Unfortunately, this did bring up something that I had not considered. In packing for Peru, I decided to bring my credit card and not to bring my bank card. My reasoning was that if my credit card was stolen, no big deal, but if my bank card was taken, I would eventually be reimbursed for all the funds, but until then, I´d have no cash. Brilliant critical thinking, lacking but one bit of data...no one accepts credit cards in Cusco. Apparently there´s a huge problem with credit card theft and fraud in South America, and businesses have lost out too many times by accepting stolen cards that then didn´t go through. The solution to this was to not accept cards at all, it´s an all cash society. Shocking!!!

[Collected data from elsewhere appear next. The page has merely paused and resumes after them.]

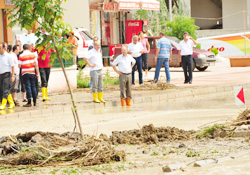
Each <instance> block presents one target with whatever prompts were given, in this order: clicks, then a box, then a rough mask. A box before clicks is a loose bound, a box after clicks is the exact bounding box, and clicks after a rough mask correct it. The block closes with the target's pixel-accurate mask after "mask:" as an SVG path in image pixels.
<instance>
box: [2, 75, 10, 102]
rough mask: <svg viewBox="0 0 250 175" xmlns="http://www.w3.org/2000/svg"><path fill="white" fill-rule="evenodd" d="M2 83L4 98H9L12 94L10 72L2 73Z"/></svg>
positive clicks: (2, 89) (3, 94) (2, 95)
mask: <svg viewBox="0 0 250 175" xmlns="http://www.w3.org/2000/svg"><path fill="white" fill-rule="evenodd" d="M0 85H1V91H2V98H5V99H7V98H8V95H9V94H10V72H5V73H3V74H0Z"/></svg>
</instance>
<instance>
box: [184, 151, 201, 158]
mask: <svg viewBox="0 0 250 175" xmlns="http://www.w3.org/2000/svg"><path fill="white" fill-rule="evenodd" d="M186 156H187V157H197V156H200V154H199V153H197V152H196V151H189V152H187V153H186Z"/></svg>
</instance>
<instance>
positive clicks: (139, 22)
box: [125, 20, 143, 43]
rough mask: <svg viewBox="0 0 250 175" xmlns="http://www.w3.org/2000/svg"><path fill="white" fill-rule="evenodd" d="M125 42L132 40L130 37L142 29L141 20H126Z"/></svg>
mask: <svg viewBox="0 0 250 175" xmlns="http://www.w3.org/2000/svg"><path fill="white" fill-rule="evenodd" d="M125 23H126V43H131V42H132V37H133V36H134V35H138V33H139V32H141V31H142V27H143V24H142V23H143V20H126V21H125Z"/></svg>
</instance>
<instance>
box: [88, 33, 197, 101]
mask: <svg viewBox="0 0 250 175" xmlns="http://www.w3.org/2000/svg"><path fill="white" fill-rule="evenodd" d="M183 38H184V39H183V40H182V41H181V42H180V44H179V46H178V48H177V49H178V57H179V61H180V62H181V64H182V66H183V70H184V75H185V81H184V83H185V84H186V83H190V84H191V83H192V72H193V67H192V66H193V58H192V54H193V47H195V46H196V45H197V43H196V41H195V40H194V39H193V38H192V37H190V36H189V34H188V33H187V32H185V33H184V34H183ZM95 39H96V38H95ZM121 52H122V54H121V55H119V56H118V57H117V58H116V59H115V60H114V61H113V63H112V64H111V66H112V67H113V69H114V71H115V72H116V73H117V74H118V75H119V83H120V97H121V105H122V106H132V104H131V99H132V93H131V87H132V85H135V77H134V73H135V71H136V68H137V70H138V73H139V84H140V85H141V84H143V75H142V69H143V68H144V70H145V76H147V73H148V64H147V62H148V53H149V52H150V45H149V42H148V40H147V38H145V33H143V32H140V33H139V36H137V35H135V36H133V38H132V42H131V43H130V44H129V45H128V46H125V45H123V46H122V48H121ZM84 60H85V61H86V63H87V64H88V65H89V67H90V77H91V81H92V83H93V85H92V92H93V99H94V100H93V101H94V102H97V103H100V102H104V103H105V101H104V100H103V79H102V68H103V63H102V54H101V49H100V41H99V40H98V39H96V40H94V41H93V48H91V49H90V50H89V51H88V53H87V54H86V57H85V58H84ZM154 61H155V62H156V70H155V76H154V83H157V82H158V79H159V74H160V69H161V67H162V65H163V66H164V67H165V72H166V78H167V83H170V80H171V79H170V71H169V63H170V62H171V61H172V44H171V42H170V40H169V39H167V38H166V37H165V36H164V33H160V39H159V41H158V44H157V49H156V54H155V60H154ZM116 66H118V69H117V67H116Z"/></svg>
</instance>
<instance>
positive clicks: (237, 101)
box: [234, 86, 246, 106]
mask: <svg viewBox="0 0 250 175" xmlns="http://www.w3.org/2000/svg"><path fill="white" fill-rule="evenodd" d="M234 96H235V103H236V105H237V106H241V105H246V102H245V96H244V90H243V86H235V87H234Z"/></svg>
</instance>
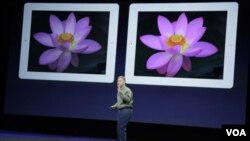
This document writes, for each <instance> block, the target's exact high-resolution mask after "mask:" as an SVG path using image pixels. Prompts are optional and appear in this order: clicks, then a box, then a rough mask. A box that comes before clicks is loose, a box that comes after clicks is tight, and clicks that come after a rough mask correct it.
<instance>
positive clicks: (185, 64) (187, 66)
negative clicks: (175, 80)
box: [182, 56, 192, 71]
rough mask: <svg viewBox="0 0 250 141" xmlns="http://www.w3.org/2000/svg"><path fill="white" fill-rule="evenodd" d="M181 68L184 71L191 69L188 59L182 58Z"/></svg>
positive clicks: (191, 68) (186, 70)
mask: <svg viewBox="0 0 250 141" xmlns="http://www.w3.org/2000/svg"><path fill="white" fill-rule="evenodd" d="M182 67H183V69H184V70H186V71H191V69H192V63H191V60H190V58H189V57H185V56H183V64H182Z"/></svg>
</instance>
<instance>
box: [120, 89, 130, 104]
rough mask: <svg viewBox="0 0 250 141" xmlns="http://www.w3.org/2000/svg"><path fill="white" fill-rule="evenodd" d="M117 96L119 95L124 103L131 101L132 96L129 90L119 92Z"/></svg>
mask: <svg viewBox="0 0 250 141" xmlns="http://www.w3.org/2000/svg"><path fill="white" fill-rule="evenodd" d="M119 94H120V96H121V98H122V100H124V101H125V102H126V103H129V102H130V101H131V96H132V92H131V90H127V91H126V92H124V93H122V92H121V91H119Z"/></svg>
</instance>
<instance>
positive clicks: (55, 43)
mask: <svg viewBox="0 0 250 141" xmlns="http://www.w3.org/2000/svg"><path fill="white" fill-rule="evenodd" d="M51 38H52V42H53V44H54V45H55V47H59V46H60V45H59V42H58V40H57V39H58V35H57V34H56V33H52V34H51Z"/></svg>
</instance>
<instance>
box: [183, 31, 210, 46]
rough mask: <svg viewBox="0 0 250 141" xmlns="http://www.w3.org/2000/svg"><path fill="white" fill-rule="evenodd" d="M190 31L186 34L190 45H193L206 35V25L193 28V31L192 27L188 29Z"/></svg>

My depleted store of cash and I then wandered out in search of lunch. Right around the corner was Govinda, a vegetarian restaurant run by Hare Krishnas!!! So cool! I had some lovely muesli in yogurt with honey and bee pollen. Then it was back to the hostel to fall face first into a bed. That wonderful piece of furniture sheltered and supported me for four hours, but I regretfully left it to try to acclimatize in a vertical stance.
I had noticed some serious shortness of breath, headache, and nausea courtesy of Cusco´s altitude, and had been advised not to sleep too much because it is easier to acclimatize when one is active. I took that advice a bit too far and walked a mile in search of a vegetarian restaurant, Naturaleza. Of course, this restaurant no longer exists, but by the time I returned to the hostel, I was gasping and felt that my head was about to explode. Luckily, there was a congenial group of girls watching movies in the TV room at the hostel. I huddled on the couch with them and watched The Pursuit of Happyness (surprisingly good I thought) for the next couple of hours. By then it was 10:30 and I felt justified in reacquainting myself with mi cama. Lights out for Christine with the aid of a pair of earplugs, and a shirt over my eyes.
"What happened on Day two?" you ask, well all your questions shall be answered shortly. Hasta luego.